Humanitäre Hilfe aus Dresden Mission Wasser: Dresdner Ingenieurin seit 30 Jahren bei Arche Nova

09. Oktober 2022, 21:38 Uhr

In 16 Ländern auf drei Kontinenten ist Arche Nova aktiv. Die Mission: die Dresdner Hilfsorganisation versorgt Menschen in Not mit Wasser, Sanitär- und Hygienemöglichkeiten. Auch Bildung steht auf der Agenda, um Selbsthilfe zu ermöglichen. Andrea Bindel kam über die Bunte Republik Neustadt zum Projekt und verbringt seitdem viel Zeit direkt vor Ort, wo Hilfe gebraucht wird.

  • Im Kosovo-Krieg begann Arche Nova mit der Arbeit an Brunnen.
  • Das Kernthema der Hilforganisation ist WASH, also Wasser, Sanitär und Hygiene.
  • Manche Bauten in Pakistan helfen dort auch beim derzeitigen Hochwasser.

Wasser ist Leben. Das war Andrea Binder schon immer klar – also widmete sie dem Element schon früh ihr Leben. Ende der 80er-Jahre nahm sie in Dresden ein Studium der Wasserwirtschaft auf, welches sie 1992 beendete. Eine wilde Zeit, wie sie sich erinnert. "Die ganze Zeit war bewegt. Man hatte das Gefühl, viel erreichen zu können, Menschen zu helfen", sagt sie.

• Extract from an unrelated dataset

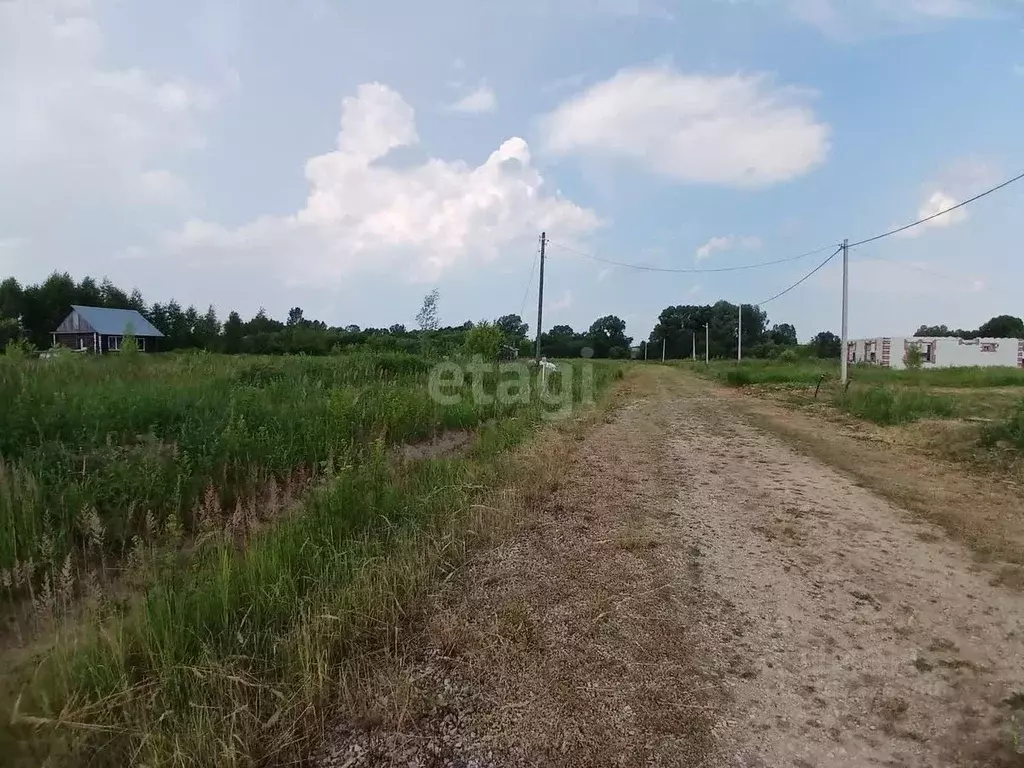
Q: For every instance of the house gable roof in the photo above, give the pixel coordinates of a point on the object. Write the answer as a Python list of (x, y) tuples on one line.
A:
[(114, 322)]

Die ganze Zeit war bewegt. Man hatte das Gefühl, viel erreichen zu können. Menschen zu helfen.

Andrea Bindel Wasseringenieurin und Mitarbeiterin von Arche Nova

Wie viele Menschen in Dresden steckte auch ihr die Wendezeit noch in den Knochen. "Es war die totale Aufbruchstimmung. Wir hatten den Wunsch, neue Kulturen und Gegenden kennenzulernen", sagt sie. Und dann sah Andrea Bindel während der Bunten Republik Neustadt Sven Seifert und einige Freunde mit einem Lastwagen, wie er Spenden sammelte, um diese in den vom Golfkrieg verwüsteten Irak zu schaffen. Sven Seifert war der Gründer der Hilfsorganisation Arche Nova, die am Sonntag ihr 30. Jubiläum im Deutschen Hygienemuseum in Dresden feierte.

Was ist Arche Nova? arche noVa – Initiative für Menschen in Not e.V ist eine humanitäre Organisation aus Dresden, die langfristige Entwicklungszusammenarbeit leistet und Bildungsprojekte realisiert. Gegründet 1992 von Sven Seifert und einer Gruppe engagierter Menschen, die einen Hilfsgütertransport nach Irakisch-Kurdistan organisierten, widmet sich Arche Nova heute schwerpunktmäßig WASH-Projekten, die die drei Komponenten Wasser, Sanitär und Hygiene in unterschiedlichen Kontexten miteinander verbinden. Deutschlandweit beschäftigt die Organsiation derzeit 38 Mitarbeitende im Hauptsitz Dresden sowie der Geschäftsstelle Berlin, 40 freie Mitarbeitende im Bildungsteam und mehr als 200 Mitarbeitende im Ausland. arche noVa e.V

In der Gründungsphase des Projekts begeisterte Sven Seifert Andrea Binder mit seinem Tatendrang. Schon der zweiten Tour in den Irak schloss sich die damals frischgebackene Wasser-Ingenieurin an. "Damals habe ich noch schnell den Lkw-Führerschein gemacht und schon am nächsten Tag ging es los in den Irak", erzählt Andrea Binder. "Wir kauften dann vor Ort noch einige Ziegen und gaben sie den Kurden, die in die Berge flüchteten", erinnert sie sich.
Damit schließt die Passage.